I'd go for an algorithm that picks points and expands until it comsumed all possible space, and then picks more, until all points on the grid have been consumed.

For your example, say we're consuming 1s.

I'll pick (0,3), the uppermost of the leftmost 1s. My rectangle would start at a size of 0,0. I'd expand it right and down until it grew to a size of 6,2. At this point, I'd mark those points as occupied.

I'd then pick another point, say (3,0), with a rectangle of size 0,0. I'd grow it down and right until it took up the largest available space, at a size of 2,6.

Consider the following:

0 0 0 1 0 0 0
0 0 1 1 1 0 0
0 1 1 1 1 1 0
1 1 1 1 1 1 1
0 1 1 1 1 1 0
0 0 1 1 1 0 0
0 0 0 1 0 0 0

You can easily determine that for any random starting points, it will always take 4 rectangles.

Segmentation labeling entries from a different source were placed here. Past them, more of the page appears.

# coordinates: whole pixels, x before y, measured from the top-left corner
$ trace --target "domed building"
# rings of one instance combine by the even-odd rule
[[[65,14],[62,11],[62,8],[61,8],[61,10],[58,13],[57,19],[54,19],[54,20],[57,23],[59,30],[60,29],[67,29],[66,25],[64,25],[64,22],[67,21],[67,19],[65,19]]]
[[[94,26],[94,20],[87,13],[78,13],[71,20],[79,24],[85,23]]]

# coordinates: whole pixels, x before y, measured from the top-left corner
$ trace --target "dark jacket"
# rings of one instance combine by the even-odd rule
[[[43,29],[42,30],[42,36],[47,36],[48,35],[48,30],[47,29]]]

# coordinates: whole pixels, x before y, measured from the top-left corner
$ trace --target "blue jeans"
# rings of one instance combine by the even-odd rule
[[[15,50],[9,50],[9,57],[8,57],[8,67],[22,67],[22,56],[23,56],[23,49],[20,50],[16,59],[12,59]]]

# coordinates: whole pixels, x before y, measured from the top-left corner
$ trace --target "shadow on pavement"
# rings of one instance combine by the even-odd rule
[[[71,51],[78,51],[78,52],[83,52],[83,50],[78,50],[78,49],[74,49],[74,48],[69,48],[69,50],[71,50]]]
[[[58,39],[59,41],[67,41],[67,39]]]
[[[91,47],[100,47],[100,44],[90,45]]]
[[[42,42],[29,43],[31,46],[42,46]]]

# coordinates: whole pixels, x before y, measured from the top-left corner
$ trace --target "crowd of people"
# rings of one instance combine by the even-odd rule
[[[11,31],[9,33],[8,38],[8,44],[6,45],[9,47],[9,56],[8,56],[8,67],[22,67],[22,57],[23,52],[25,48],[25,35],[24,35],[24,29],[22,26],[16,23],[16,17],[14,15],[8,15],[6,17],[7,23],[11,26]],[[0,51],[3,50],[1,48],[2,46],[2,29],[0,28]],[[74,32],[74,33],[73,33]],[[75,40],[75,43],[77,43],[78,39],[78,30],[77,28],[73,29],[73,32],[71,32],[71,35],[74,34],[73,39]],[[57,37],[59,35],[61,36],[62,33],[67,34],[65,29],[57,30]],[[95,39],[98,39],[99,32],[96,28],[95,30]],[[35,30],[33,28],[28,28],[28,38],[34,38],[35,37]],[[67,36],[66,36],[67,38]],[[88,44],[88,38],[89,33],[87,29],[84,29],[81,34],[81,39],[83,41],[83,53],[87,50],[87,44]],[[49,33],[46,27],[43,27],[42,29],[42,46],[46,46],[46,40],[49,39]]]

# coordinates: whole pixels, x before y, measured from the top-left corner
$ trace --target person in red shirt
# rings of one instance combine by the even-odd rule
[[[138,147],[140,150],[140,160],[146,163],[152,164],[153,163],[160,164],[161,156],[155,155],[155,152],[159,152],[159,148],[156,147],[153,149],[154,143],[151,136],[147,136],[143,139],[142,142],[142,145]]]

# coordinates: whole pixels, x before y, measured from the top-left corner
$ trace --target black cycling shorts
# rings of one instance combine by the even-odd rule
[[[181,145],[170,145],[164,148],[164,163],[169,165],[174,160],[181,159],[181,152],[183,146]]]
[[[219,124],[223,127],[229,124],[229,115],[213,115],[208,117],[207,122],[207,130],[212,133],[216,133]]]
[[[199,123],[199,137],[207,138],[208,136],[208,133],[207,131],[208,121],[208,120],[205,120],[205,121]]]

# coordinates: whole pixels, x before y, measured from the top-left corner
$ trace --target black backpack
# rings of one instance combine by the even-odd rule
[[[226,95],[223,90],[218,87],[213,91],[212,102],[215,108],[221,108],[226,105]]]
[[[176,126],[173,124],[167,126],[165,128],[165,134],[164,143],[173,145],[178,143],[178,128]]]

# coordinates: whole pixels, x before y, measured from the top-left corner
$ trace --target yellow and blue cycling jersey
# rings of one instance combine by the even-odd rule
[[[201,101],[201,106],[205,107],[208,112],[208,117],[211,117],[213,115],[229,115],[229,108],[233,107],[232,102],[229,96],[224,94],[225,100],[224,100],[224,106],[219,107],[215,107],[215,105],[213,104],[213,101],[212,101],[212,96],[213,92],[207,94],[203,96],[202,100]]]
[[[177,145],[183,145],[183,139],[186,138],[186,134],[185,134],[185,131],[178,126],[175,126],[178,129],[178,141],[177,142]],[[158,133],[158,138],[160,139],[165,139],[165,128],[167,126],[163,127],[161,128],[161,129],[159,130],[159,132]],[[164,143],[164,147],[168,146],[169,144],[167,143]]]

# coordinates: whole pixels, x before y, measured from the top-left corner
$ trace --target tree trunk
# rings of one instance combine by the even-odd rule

In order to mark points as "occupied", you should mark them differently than those marked "unconsumable". You can then differentiate between unconsumable (which cannot be expanded into) and "occupied" (which may be expanded into, but do not have to be since they already have been).